Wir haben solche gekannt, die sogar so weit gehen, die Motive des großen Jehova und unseres Herrn Jesus Christus in Zweifel zu ziehen. Da sie nicht in der Lage sind, Liebe und Wohlwollen als Beweggründe des Verhaltens zu bedenken, und in ihren eigenen Herzen daran gewöhnt sind, nur Selbstsucht und persönliche Vermehrung als Motive in Erwägung zu ziehen, betrachten sie den göttlichen Verlauf von diesem Standpunkt aus und meinen, dass Gott von Stolz bewegt wurde, um den Menschen von Sünde und Tod zu erlösen, oder von Eitelkeit, um zu zeigen, was Er tun konnte. Sie behaupten, dass unser Herr Jesus von selbstsüchtigen Motiven, von Selbstgefälligkeit, Ehre und Machtgewinn angetrieben wurde, als Er unser Erlöser wurde. Sie betrachten die Treue der Engel aus einem selbstsüchtigen Blickwinkel, in der Hoffnung auf Aufstieg oder aus Angst vor Bestrafung. Wer kann einen reinen Gedanken aus einem unreinen Herzen hervorbringen? Wer kann Wohlwollen, großmütige Gefühle, Empfindungen oder Worte, ausgenommen scheinheiliger, in einem Herzen erwarten, in dem Selbstsucht die Kontrolle hat? Wer würde großmütige Überlegungen in einem Geist voller Neid und Eigensucht erwarten?

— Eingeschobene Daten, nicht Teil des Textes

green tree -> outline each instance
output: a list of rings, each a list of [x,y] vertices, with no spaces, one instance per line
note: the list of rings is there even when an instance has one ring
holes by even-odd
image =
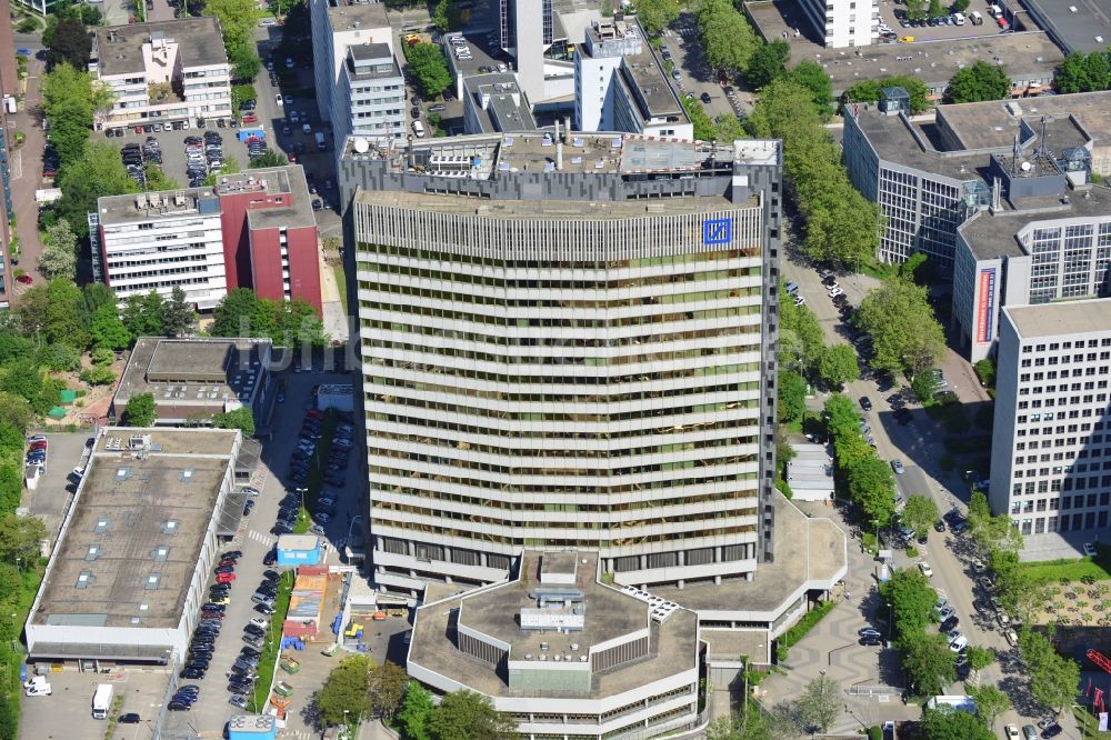
[[[1073,702],[1080,689],[1080,666],[1059,656],[1053,649],[1053,634],[1023,628],[1019,633],[1019,652],[1030,676],[1030,693],[1043,707],[1060,712]]]
[[[791,423],[807,410],[807,381],[795,372],[779,373],[779,421]]]
[[[162,331],[167,337],[184,337],[197,327],[197,312],[186,300],[186,291],[174,286],[162,308]]]
[[[146,296],[129,296],[120,318],[136,339],[166,336],[166,301],[154,290]]]
[[[995,734],[970,712],[955,709],[927,709],[922,712],[925,740],[994,740]]]
[[[880,596],[891,604],[894,627],[900,636],[924,634],[925,628],[933,622],[938,592],[930,586],[930,579],[917,568],[895,570],[880,586]]]
[[[694,10],[705,61],[737,74],[748,69],[760,42],[744,16],[729,0],[700,0]]]
[[[451,84],[443,52],[434,43],[418,43],[406,49],[409,71],[426,100],[436,98]]]
[[[317,712],[323,724],[336,727],[344,721],[358,722],[367,716],[370,669],[370,658],[361,654],[349,656],[332,669],[316,697]]]
[[[81,352],[70,344],[51,342],[39,351],[39,362],[54,372],[72,372],[81,367]]]
[[[818,356],[818,377],[834,390],[859,380],[860,366],[857,364],[857,353],[848,344],[825,347]]]
[[[0,560],[22,566],[38,562],[47,527],[38,517],[9,513],[0,519]]]
[[[803,689],[798,712],[808,728],[828,732],[841,716],[841,684],[829,676],[819,676]]]
[[[679,18],[679,0],[634,0],[632,7],[649,36],[659,36]]]
[[[869,456],[849,468],[849,497],[869,520],[885,524],[895,512],[895,481],[891,468]]]
[[[156,416],[154,394],[136,393],[128,399],[123,409],[123,423],[129,427],[153,427]]]
[[[97,210],[98,198],[139,191],[120,161],[120,150],[107,142],[89,144],[79,160],[62,168],[56,184],[62,197],[54,204],[54,212],[70,222],[80,239],[89,236],[87,219]]]
[[[131,332],[123,326],[116,306],[101,306],[92,317],[89,328],[93,347],[109,350],[127,349],[131,346]]]
[[[448,18],[448,11],[450,3],[448,0],[440,0],[436,3],[436,11],[432,13],[432,26],[436,27],[440,33],[446,33],[451,29],[451,21]]]
[[[915,693],[944,693],[945,687],[957,680],[957,653],[949,649],[944,634],[904,634],[899,639],[899,647],[903,671]]]
[[[409,681],[398,712],[398,723],[406,740],[431,740],[432,696],[417,681]]]
[[[1011,94],[1011,76],[1002,64],[978,60],[957,70],[945,93],[954,103],[1002,100]]]
[[[428,720],[431,740],[510,740],[517,723],[490,697],[461,689],[446,696]]]
[[[932,370],[922,370],[914,374],[910,381],[910,388],[919,401],[923,404],[930,403],[938,394],[938,377],[933,374]]]
[[[933,499],[920,493],[914,493],[907,499],[902,521],[914,530],[917,537],[925,537],[938,519],[938,504],[933,502]]]
[[[799,62],[791,70],[791,80],[810,90],[811,100],[823,119],[833,114],[833,83],[821,64],[810,59]]]
[[[59,21],[47,48],[47,68],[66,62],[73,69],[83,71],[89,67],[91,52],[92,40],[81,21],[68,19]]]
[[[1053,72],[1053,87],[1060,93],[1092,92],[1111,88],[1111,60],[1107,51],[1073,51]]]
[[[47,307],[43,329],[51,342],[64,342],[77,348],[89,346],[89,332],[81,322],[84,296],[81,289],[66,278],[47,284]]]
[[[254,437],[254,412],[250,409],[233,409],[212,417],[217,429],[239,429],[247,437]]]
[[[908,280],[888,280],[870,292],[857,310],[855,323],[872,340],[871,364],[877,370],[901,370],[913,378],[933,368],[945,350],[927,289]]]
[[[289,160],[286,154],[274,149],[268,149],[258,157],[251,157],[251,167],[286,167]]]
[[[39,269],[48,279],[77,279],[77,234],[69,221],[58,219],[47,228]]]
[[[1011,699],[993,686],[973,687],[968,689],[969,696],[975,702],[975,713],[988,727],[1011,708]]]
[[[370,673],[370,709],[376,717],[393,717],[406,694],[409,676],[406,669],[387,660]]]
[[[782,39],[765,43],[752,52],[749,67],[744,70],[744,81],[753,90],[761,90],[787,73],[787,61],[791,58],[791,44]]]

Der Apostel weist darauf hin, dass nicht nur ihr Sinn verdorben wurde, sondern auch ihr Gewissen, sodass sie Böses tun, Böses reden, Böses denken und ihr Gewissen sie nicht zurechtweist; weil ihre Gewissen und Sinne in Harmonie arbeiten und sie, wie die Schrift sagt, verblendet und selbstbetrogen werden. Welch ein schrecklicher Zustand ist dies! Wie vorsichtig sollten alle vom Volk des Herrn sein, um nicht nur reine Herzen und eine reine Gesinnung zu haben, sondern damit auch ihre Gewissen sehr empfindlich, im engen Einklang mit dem Wort des Herrn, bleiben! Dieser Zustand kann nur aufrechterhalten werden, indem wir uns selbst beurteilen, und das oft und streng, nach dem Maßstab, den uns Gott gegeben hat, Sein Gesetz der Liebe.
„Ich will fühlen das erste Aufkommen
Von Stolz oder kühnem Verlangen;
Das Abschweifen meines Willens fangen,
Und das aufflammende Feuer löschen“.
[Manna vom 19. Februar; Hervorhebung von uns]
Wie der Apostel betont, geben diejenigen, deren Geist durch Ehrgeiz, Stolz oder Selbstsucht, den Geist des Bösen, verunreinigt und vergiftet wird, vor, Gott gekannt zu haben. Sie sind geneigt, dies so laut wie eh und je zu bekennen, und manchmal prahlen sie sogar damit, wie viel sie über Gott und Sein Wort wissen und wie weise sie in Bezug auf dessen Auslegung sind. Nicht durch Prahlerei oder Bekenntnisse können wir also immer beurteilen, wer reinen Herzens und guten Gewissens ist und in voller Harmonie mit dem Herrn lebt. Vielmehr werden wir sie an ihren Früchten erkennen, wie der Meister sagte – an ihren Werken, wie der Apostel hier betont. Wenn jemand vorgibt, Gott zu kennen, und ihn doch durch seine Werke verleugnet, sind wir völlig berechtigt, uns zu fragen, ob er sich nicht selbst betrügt, ob sein Gewissen und sein Verstand nicht verunreinigt sind.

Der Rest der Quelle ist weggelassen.